De nombreuses mesures peuvent être prises pour pallier les difficultés grandissantes d’accès aux soins en France, estime Madjid Si Hocine, médecin hospitalier, dans une tribune au « Monde ». Il cite la transformation du rôle des urgences, la réorganisation de la permanence des soins, ou la revalorisation des métiers de l’accompagnement.
Au début de ce siècle, il n’y avait pas besoin de « médecin traitant » : on trouvait sans peine un médecin généraliste appelé « médecin de famille » qui réalisait des visites à domicile, notamment pour les plus âgés – comme les kinésithérapeutes d’ailleurs.
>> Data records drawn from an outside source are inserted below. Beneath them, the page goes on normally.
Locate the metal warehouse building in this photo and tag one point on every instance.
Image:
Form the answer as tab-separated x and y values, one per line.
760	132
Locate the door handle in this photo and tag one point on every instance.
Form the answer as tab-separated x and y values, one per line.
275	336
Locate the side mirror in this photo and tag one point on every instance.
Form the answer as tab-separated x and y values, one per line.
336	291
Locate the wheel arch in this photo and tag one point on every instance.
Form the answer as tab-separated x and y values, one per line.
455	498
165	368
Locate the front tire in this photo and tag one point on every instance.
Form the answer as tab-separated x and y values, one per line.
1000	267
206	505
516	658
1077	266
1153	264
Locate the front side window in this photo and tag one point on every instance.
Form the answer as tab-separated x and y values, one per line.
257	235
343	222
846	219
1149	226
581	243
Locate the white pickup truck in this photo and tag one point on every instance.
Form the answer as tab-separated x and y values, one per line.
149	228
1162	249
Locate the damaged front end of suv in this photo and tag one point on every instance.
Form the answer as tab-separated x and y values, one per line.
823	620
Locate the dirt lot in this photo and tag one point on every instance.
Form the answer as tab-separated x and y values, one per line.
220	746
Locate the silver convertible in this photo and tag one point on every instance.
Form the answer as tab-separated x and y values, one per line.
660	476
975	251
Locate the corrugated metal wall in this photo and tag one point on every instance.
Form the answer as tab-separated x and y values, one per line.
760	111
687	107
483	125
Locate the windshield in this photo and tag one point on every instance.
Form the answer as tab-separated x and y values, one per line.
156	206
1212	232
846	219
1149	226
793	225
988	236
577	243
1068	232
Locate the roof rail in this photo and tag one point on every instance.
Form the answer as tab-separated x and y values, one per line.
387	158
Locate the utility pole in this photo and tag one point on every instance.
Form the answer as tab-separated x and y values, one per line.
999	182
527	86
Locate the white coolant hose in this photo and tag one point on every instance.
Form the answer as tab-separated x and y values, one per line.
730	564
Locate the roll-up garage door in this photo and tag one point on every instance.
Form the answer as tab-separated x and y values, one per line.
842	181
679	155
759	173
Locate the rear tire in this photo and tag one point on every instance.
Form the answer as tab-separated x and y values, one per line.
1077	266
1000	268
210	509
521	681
Le système de santé français était considéré comme le meilleur au monde en termes d’accessibilité. Nous sommes désormais proches du vingtième rang (The Lancet, 2017).
Entre-temps intervinrent les trente-cinq heures, les départs à la retraite non compensés par un numerus clausus malthusien, et l’ouragan du Covid-19. Cela conduisit à une situation impensable : des déserts médicaux y compris dans Paris, des lits fermés faute d’infirmières, des urgences dans une situation anarchique forcées parfois de fermer après s’être battues tant d’années pour un accueil inconditionnel.
Les perspectives d’amélioration sont maigres, le plan Ségur ayant prouvé que la revalorisation n’était pas tout et que les médecins étrangers ne suffiraient pas. L’intérim devient une carrière. Difficile de ne pas céder au défaitisme ; pourtant, si le système ne pourra pas être entièrement bouleversé, des suggestions peuvent être faites pour remédier à cette situation.
D’abord, les urgences ne peuvent plus et ne doivent plus être la porte d’entrée des hôpitaux. Cette organisation représente un coût important en examens pas toujours utiles, sauf pour la logique de « tri » à laquelle sont contraints les urgentistes sous pression. Il existe des expériences réussies d’adressage des patients (via des plates-formes de soumission d’avis, des lignes dédiées…), simples d’usage tant pour les médecins que pour les usagers.
Un gisement d’économies
Le spectacle de l’échouage mortifère des patients sur des brancards n’est pas tolérable : il faut ouvrir des lits de médecine polyvalente mais aussi mieux « faire tourner les lits », l’objectif n’étant pas de faire baisser à tout prix la durée moyenne de séjour à l’hôpital (DMS), devenue une obsession absurde, mais d’accélérer le passage vers les structures moins onéreuses.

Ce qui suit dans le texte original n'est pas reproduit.